If no method specifies an allow statement, then the request will be denied by default. Only if no method specifies a deny statement and one or more methods specify an allow statement, will the request be allowed. For example, if a bucket has multiple bucket policies with allow statements, adding such a new bucket policy applies the allowed permissions to the bucket, but adding a new bucket policy with a deny statement will make the permissions work differently. The deny statement will take precedence over allow statements, even if the denied permissions are allowed in other bucket policies.
Figure 4 describes which action (allow or deny) to take when bucket policies, IAM permissions, and ACLs for the IAM users of your account conflict. ACLs are applied to accounts and do not control IAM users' read and write permissions for the buckets and their objects.
Figure 5 describes which action (allow or deny) to take when bucket policies, IAM permissions, and ACLs for any other account and the IAM users of this account conflict.
Note
If both the bucket policy and IAM policy are set to Default Deny, but the ACL is set to Allow, the final result is Deny. ACLs are used to supplement bucket policies.
If both the bucket policy and ACL are set to Default Deny and the IAM policy is set to Allow, the final result is Deny. IAM policies are applied to users, while bucket policies are applied to resources. Even if the Allow permission is granted to users, they still cannot access the resources if the resources have the Deny permission configured.
Concepts¶
Domain: An account that is automatically created during your registration.

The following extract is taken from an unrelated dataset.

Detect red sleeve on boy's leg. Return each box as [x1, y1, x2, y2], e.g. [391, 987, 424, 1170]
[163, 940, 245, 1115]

This account has full access control over its resources and IAM users.
IAM user: A user created by the administrator in IAM. An IAM user may be an employee, a system, or an application. An IAM user is usually granted the permissions to access specified resources. IAM users have identity credentials (passwords and access keys) and can log in to the management console or call APIs.
Anonymous user: A visitor who has not registered.
A log delivery user group: A user group that delivers access logs of buckets and objects to a specified bucket. OBS does not create or upload any file to a bucket automatically. If you want to record access logs for a bucket, you must grant the log delivery user group required permissions, so that OBS can write the access logs to the specified bucket. This user group is only used to record internal logs of OBS.